- Born: New Zealand
- Education: Auckland University Griffith University
- Scientific career
- Fields: Invasion Ecology Environmental Crime Conservation Biology Biosecurity
- Workplaces: Adelaide University
- Website: www.wildlifecrimeresearchhub.org

= Phill Cassey =

New Zealand ecologist

Phillip Cassey is a New Zealand ecologist who specialises in conservation science and invasion biology. Cassey is an inaugural Australian Research Council Industry Laureate Fellow ('Combatting wildlife crime and preventing environmental harm') and was previously an inaugural Australian Research Council Future Fellow (2010–2014). He previously lead the Invasion Science & Wildlife Ecology Group at the University of Adelaide, and is currently Director of the Wildlife Crime Research Hub, at Adelaide University. He is a vocal advocate for diversity and inclusion.

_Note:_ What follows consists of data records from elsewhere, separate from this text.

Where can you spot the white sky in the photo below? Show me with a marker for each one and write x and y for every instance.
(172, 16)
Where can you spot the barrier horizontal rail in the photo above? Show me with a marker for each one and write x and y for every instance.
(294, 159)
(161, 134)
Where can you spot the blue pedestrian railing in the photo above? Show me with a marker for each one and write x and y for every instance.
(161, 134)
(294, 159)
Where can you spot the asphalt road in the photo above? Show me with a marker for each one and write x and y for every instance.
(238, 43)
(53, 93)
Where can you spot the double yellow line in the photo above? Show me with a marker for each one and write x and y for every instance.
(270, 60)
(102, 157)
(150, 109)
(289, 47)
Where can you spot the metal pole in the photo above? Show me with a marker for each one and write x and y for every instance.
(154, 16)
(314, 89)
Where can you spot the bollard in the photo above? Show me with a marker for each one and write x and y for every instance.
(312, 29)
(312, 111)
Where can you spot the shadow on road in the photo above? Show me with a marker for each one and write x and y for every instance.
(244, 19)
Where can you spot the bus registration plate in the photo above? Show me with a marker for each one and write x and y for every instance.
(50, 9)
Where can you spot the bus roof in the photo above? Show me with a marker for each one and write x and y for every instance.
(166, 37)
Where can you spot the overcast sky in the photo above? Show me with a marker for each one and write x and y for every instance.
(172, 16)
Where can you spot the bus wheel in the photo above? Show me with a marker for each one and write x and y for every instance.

== Early career and education ==
Cassey attended Glendowie College in Auckland, Aotearoa-New Zealand, and completed his Bachelor of Science and Masters at Auckland University. He was awarded his PhD in 2002 from Griffith University.

== Research and career ==
Cassey has co-authored over 400 scientific papers, book chapters and other research publications, and has been awarded eight Australian Research Council Discovery and Linkage Grants/Fellowships. He is a scientific communicator and has written about invasion biology and environmental biosecurity at The Conversation.

Cassey served as Head of the Ecology & Evolutionary Biology Department, University of Adelaide (2021–2023) and coordinated the University's Bachelor of Science Advanced program (2016–2022).